The fact that due to the encouragement of the Abe Administration, Japanese corporations are strongly emphasizing profitability is extremely important to investors in Japanese equities. This is "icing on the cake" of the "Show Me the Money" corporate governance improvement that we have long-highlighted in our thought leadership effort on Japan. Indeed, while increasing the number of independent directors and other recent governance issues are very important in the intermediate term for Japan, it is crucial for investors to understand that much of the profitability message has actually been understood by Japanese corporates for a decade. This is shown by the divergence in the profit margins from the trend in GDP growth in the chart below, showing that even though GDP growth has remained quite subdued, profit margins have surged.

Since the Koizumi era, Japan has embarked on major rationalizations in most industries, with the number of players often reduced from seven down to three. The fruits of this restructuring were slower to ripen than in Western world examples, and they were hidden by a series of crises (the Lehman shock, the turbulence in China, the strong Yen and of course, the Tohoku crisis), but since Abenomics began, the global backdrop for Japan has been stable and there have been no domestic crises, thus allowing the fruits to ripen.

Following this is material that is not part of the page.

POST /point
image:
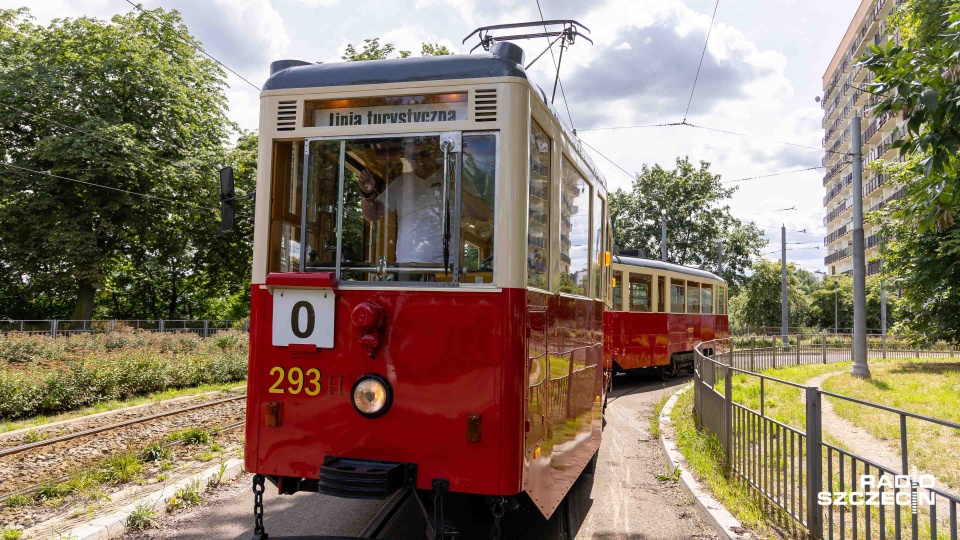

The CY2Q15 data on overall corporate profits (not just of listed companies) recently announced continues this upward trend, showing that the pretax profit margin's four-quarter average hit a new high of 5.26%. We expect that profit margins will expand further in coming quarters, driven by continued industry rationalizations and cost-cutting. It is also worth mentioning that forex related profits are not the only driver of this improvement, as the profit margin of services industries also surged to a new record high, as shown in the second chart below.

Four-quarter Average of Pretax Profit Margin vs. Japanese Nominal GDP YoY Growth
(for all non-financial companies, not just listed ones)

Four-quarter Average of Pretax Profit Margin vs. Japanese Nominal GDP YoY Growth for all non-financial companies, not just listed ones

Sources: Japan Ministry of Finance, Bloomberg, data through 2Q15

...and for Non-manufacturers excluding financials

Four-quarter Average of Pretax Profit Margin vs. Japanese Nominal GDP YoY Growth for Non-manufacturers excluding financials

Sources: Japan Ministry of Finance, Bloomberg, data through CY2Q15

Of course, this improving structural profitability trend has become more fully realized by global investors, but there remain a decent number of Japan-skeptics, and 2Q profit margins surged so much that this dwindling group should reduce their remaining doubts; and thus, there is a significant amount of overseas capital that can still flow into Japanese equities.

Conclusions

  1. Years of corporate restructuring's progress was hidden due to successive global and domestic crises.
  2. "Show me the Money!" corporate governance: Japanese companies care even more now about corporate profitability.
  3. The dividend paid by TOPIX is surging upward and we expect it to double in the five years from 2013 through 2018.
  4. On top of the corporate tax cut in April, Abenomics is having a strongly positive effect on profits due to the normalized Yen and further deregulation should gradually push profit margins higher.
  5. Poor demographics are linked with GDP growth, but countries with strong automation and efficiency capabilities can completely offset such (see our report on Debunking Demographics). As these charts show, even if Nominal GDP growth is fairly flat, corporate profits can rise sharply in Japan due to productivity increases and gearing to global growth via multinationalization.